|
Understanding Federated Unlearning through the Lens of Memorization |
Soundness: 3: good
Presentation: 2: fair
Contribution: 3: good
Rating: 6: marginally above the acceptance threshold
Confidence: 2: You are willing to defend your assessment, but it is quite likely that you did not understand the central parts of the submission or that you are unfamiliar with some pieces of related work. Math/other details were not carefully checked. |
This paper re-examines federated unlearning through the lens of memorization, arguing that common metrics cannot verify whether client-specific information is truly removed. It introduces Grouped Memorization Evaluation (GME): estimate per-sample memorization via multiple retrainings, group the to-be-forgotten samples by score, and contrast “unlearning vs. retraining” within groups for fine-grained assessment. The method FedMemEraser identifies potentially memorization-bearing redundant parameters using the remaining clients’ average gradients, resets them, and fine-tunes only on remaining clients to restore generalization. Experiments on CIFAR-10/100 and EMNIST evaluate GME effectiveness, test performance, local fairness, and time/communication cost.

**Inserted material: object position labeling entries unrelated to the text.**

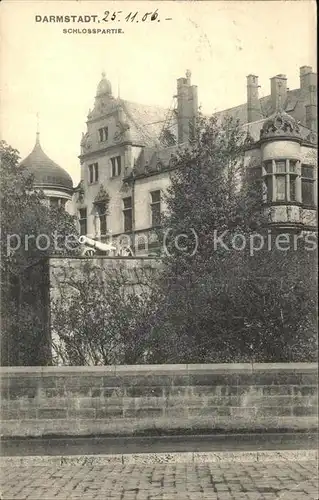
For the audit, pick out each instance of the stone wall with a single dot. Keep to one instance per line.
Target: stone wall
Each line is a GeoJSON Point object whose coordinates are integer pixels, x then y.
{"type": "Point", "coordinates": [50, 277]}
{"type": "Point", "coordinates": [128, 400]}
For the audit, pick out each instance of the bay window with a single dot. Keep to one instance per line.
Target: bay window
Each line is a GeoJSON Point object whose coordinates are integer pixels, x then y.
{"type": "Point", "coordinates": [308, 188]}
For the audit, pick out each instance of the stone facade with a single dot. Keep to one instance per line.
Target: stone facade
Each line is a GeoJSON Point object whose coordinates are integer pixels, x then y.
{"type": "Point", "coordinates": [127, 153]}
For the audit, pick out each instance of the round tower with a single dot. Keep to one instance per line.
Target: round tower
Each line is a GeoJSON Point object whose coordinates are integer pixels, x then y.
{"type": "Point", "coordinates": [52, 179]}
{"type": "Point", "coordinates": [280, 141]}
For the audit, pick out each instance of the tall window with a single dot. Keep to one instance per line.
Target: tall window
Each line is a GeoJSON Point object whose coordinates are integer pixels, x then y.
{"type": "Point", "coordinates": [128, 214]}
{"type": "Point", "coordinates": [83, 220]}
{"type": "Point", "coordinates": [155, 208]}
{"type": "Point", "coordinates": [93, 173]}
{"type": "Point", "coordinates": [280, 180]}
{"type": "Point", "coordinates": [116, 166]}
{"type": "Point", "coordinates": [103, 134]}
{"type": "Point", "coordinates": [102, 214]}
{"type": "Point", "coordinates": [57, 202]}
{"type": "Point", "coordinates": [308, 185]}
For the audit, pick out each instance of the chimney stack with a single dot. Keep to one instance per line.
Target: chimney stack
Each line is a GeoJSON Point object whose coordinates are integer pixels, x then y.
{"type": "Point", "coordinates": [311, 109]}
{"type": "Point", "coordinates": [278, 87]}
{"type": "Point", "coordinates": [187, 108]}
{"type": "Point", "coordinates": [253, 105]}
{"type": "Point", "coordinates": [307, 77]}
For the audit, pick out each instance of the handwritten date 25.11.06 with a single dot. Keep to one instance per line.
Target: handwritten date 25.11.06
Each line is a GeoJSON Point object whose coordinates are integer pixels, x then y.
{"type": "Point", "coordinates": [119, 15]}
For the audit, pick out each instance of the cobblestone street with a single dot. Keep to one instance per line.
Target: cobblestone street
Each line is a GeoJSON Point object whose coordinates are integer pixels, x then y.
{"type": "Point", "coordinates": [224, 481]}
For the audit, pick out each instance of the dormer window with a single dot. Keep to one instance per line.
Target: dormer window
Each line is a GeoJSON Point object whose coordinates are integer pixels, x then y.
{"type": "Point", "coordinates": [93, 173]}
{"type": "Point", "coordinates": [103, 134]}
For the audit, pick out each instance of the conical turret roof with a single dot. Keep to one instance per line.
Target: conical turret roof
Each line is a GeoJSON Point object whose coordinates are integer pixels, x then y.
{"type": "Point", "coordinates": [46, 172]}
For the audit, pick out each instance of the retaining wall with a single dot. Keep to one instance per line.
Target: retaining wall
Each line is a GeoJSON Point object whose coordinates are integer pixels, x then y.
{"type": "Point", "coordinates": [154, 399]}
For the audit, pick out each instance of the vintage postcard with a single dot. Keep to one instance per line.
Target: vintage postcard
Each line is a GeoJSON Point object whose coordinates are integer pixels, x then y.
{"type": "Point", "coordinates": [158, 250]}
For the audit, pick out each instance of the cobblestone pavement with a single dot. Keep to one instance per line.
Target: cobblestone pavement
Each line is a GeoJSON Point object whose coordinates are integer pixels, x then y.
{"type": "Point", "coordinates": [223, 481]}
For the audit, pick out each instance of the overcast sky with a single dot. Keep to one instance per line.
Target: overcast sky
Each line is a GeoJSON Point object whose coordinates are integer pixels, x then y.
{"type": "Point", "coordinates": [56, 74]}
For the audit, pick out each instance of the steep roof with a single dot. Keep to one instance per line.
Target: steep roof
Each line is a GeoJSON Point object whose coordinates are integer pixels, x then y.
{"type": "Point", "coordinates": [46, 172]}
{"type": "Point", "coordinates": [147, 122]}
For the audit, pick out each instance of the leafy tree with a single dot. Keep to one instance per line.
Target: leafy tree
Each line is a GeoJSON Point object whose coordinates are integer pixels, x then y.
{"type": "Point", "coordinates": [100, 316]}
{"type": "Point", "coordinates": [223, 302]}
{"type": "Point", "coordinates": [30, 230]}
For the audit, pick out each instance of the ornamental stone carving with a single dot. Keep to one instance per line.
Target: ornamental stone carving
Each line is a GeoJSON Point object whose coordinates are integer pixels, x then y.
{"type": "Point", "coordinates": [280, 125]}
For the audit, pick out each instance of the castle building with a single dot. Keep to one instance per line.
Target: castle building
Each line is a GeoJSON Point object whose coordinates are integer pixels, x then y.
{"type": "Point", "coordinates": [52, 179]}
{"type": "Point", "coordinates": [127, 154]}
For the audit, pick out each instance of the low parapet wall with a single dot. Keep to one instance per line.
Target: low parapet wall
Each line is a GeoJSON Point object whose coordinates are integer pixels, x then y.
{"type": "Point", "coordinates": [153, 399]}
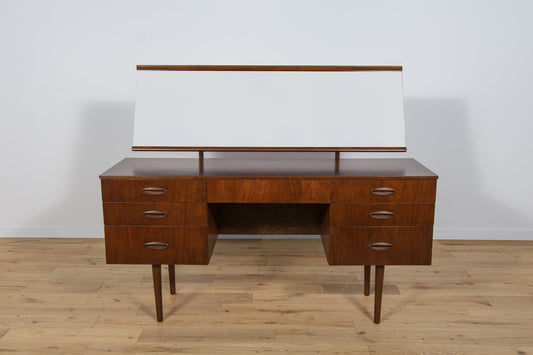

Clear problem reframing and definitions. The decomposition into shared Fg vs. memorized Fm information provides a precise target for Fu and explains why removing overlap harms generalization and fairness. Additionally, the formal “federated memorization unlearning” definition is clean and intuitive.
Evaluation innovation. Grouped Memorization Evaluation (GME) directly probes whether high-memorization examples in Du are “forgotten,” enabling fine-grained, content-aware assessment beyond global accuracy or distance metrics—addressing known shortcomings of prior FU evaluations.
Simple, FL-compatible method. FedMemEraser requires only server-side aggregation of client gradients already present in FL to locate low-update (redundant) parameters, followed by reinit + fine-tuning. This simplicity is attractive and appears robust to both IID and non-IID data.
Broad evaluation coverage. Beyond Grouped Memorization Evaluation and test accuracy, it also reports local fairness and time/convergence behavior.
Cost and practicality of Grouped Memorization Evaluation (GME). The memorization score requires training J retrained models without Du to estimate probabilities, which is computationally heavy and may be impractical for large-scale FL. The paper should clarify how J is set.
Hyperparameter sensitivity and selection protocol. The method’s main knob ρ is dataset-specific (e.g., different ρ for CIFAR-10 vs. CIFAR-100), and ablations show strong effects. The paper may be should specify a principled, data-independent selection rule and report sensitivity curves.
Coverage of federated learning in Related Work. The Related Work section barely discusses FL and FU beyond a brief definition in Preliminaries. Please expand the FL-related literature review: position your work against core FL/FU lines (e.g., client heterogeneity, privacy/unlearning, fairness in FL, server-side vs. client-side unlearning), and clarify what is genuinely new here relative to these threads.
Terminology and dataset naming consistency. Please standardize technical terms and dataset names across the paper. For example, consistently use “CIFAR-10/100” (with a hyphen and capitalization) instead of variants like “CIFAR10,” and ensure line 425’s “CIFAR10” is corrected to “CIFAR-10.”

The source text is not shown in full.